We were there, too. Posing as children, for children were running around everywhere, unnoticed by adults. We were so very glad to see the Child again, and foolishly believed that we had regained control of her story, that the entity that the Child called Jaguar Boy was our only enemy, and that all would be well now that he had been deleted.
But there were other watchers in the crowd, cool intelligences who were manipulating and guiding us, who were about to make themselves known.
A few of us followed the small welcoming committee out on to the field, watching as Maria hugged her daughter, lifted her up, whirled her around. Then the Child was set on to a chair and the chair was raised by four soldiers who each held a leg, and she was paraded around the edge of the futbol field in the midst of wild music, cheers and applause, and the crackle of fireworks exploding in the bright sky beyond the looming bulk of the blimp.
The Child looked all around, dazed and confused.
She was searching for Jaguar Boy, expecting him to step from the people pressing all around, feeling a profound disappointment when he did not. Feeling as if she was the only real person in a great crowd of ghosts.
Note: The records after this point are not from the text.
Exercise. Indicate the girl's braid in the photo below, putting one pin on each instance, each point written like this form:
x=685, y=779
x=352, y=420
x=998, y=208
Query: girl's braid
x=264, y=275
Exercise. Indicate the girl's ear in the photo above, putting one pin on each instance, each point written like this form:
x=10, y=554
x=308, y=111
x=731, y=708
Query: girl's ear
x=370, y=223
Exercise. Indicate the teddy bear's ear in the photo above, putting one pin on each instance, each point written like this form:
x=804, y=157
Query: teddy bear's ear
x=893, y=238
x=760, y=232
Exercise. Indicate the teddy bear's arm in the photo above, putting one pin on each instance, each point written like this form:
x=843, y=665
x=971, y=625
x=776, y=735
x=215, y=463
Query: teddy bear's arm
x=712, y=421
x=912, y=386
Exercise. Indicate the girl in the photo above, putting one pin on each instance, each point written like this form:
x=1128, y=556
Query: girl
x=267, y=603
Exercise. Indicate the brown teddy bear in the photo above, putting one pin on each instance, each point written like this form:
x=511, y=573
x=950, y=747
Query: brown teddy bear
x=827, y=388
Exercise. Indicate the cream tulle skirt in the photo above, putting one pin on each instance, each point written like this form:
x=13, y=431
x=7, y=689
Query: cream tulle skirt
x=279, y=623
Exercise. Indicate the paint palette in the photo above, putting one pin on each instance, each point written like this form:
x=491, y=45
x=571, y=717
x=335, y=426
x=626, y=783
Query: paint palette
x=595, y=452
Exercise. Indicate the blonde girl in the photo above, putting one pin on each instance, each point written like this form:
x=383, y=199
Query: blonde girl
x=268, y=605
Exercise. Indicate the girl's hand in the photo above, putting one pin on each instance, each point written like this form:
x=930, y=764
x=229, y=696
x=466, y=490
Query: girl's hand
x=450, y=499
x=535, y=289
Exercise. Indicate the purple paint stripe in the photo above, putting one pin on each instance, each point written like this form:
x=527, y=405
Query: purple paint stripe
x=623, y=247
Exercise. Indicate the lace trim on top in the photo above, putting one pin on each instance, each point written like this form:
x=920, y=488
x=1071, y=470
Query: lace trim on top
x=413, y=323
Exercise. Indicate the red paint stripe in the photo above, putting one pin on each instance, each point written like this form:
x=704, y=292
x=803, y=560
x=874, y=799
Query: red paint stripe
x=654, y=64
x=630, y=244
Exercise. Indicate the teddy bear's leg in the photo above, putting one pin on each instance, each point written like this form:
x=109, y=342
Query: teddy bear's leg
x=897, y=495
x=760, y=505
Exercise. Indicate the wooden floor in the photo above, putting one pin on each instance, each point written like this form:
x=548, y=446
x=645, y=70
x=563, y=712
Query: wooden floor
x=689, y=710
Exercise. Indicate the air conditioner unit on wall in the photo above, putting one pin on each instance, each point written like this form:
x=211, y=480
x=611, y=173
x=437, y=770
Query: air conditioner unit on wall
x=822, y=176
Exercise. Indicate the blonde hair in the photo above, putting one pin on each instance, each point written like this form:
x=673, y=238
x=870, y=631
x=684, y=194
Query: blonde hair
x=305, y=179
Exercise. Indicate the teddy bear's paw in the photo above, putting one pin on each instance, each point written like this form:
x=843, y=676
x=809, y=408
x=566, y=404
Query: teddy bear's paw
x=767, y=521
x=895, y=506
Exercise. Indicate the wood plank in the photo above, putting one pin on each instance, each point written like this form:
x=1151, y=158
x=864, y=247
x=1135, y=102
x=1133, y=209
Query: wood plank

She was driven to the hospital in an army jeep and given a brisk medical examination by her mother, ending with a scan of her brain activity that her mother and several of the other doctors studied with grave intensity.
At last, the Child and Maria were alone. Maria gave her clean clothes, underwear and a white dress with a flounced skirt that dropped to her ankles. Red slippers. Telling her that they had much to talk about, and much to do.
They were shy and awkward with each other. The Child wanted to tell her mother about her adventures, but the great flood of words was dammed by a prickling caution. Everything was familiar, and everything seemed unreal.
Her mother said that she understood. ‘You think that your captor was your friend. You don’t want to betray him. That will change. Tomorrow we’ll explain everything. It will all become clear to you. And then you’ll know the true nature and intentions of your so-called friend, and the true nature of those who truly care for you. But first you need to sleep. You need to remember who you really are.’
‘He said that, too.’
‘Jaguar Boy. Don’t look so surprised. We know his name, and we know how he lied to you and how he wanted to use you, and a lot more besides.’
‘Everyone says they know what I want and what I should do. But they don’t.’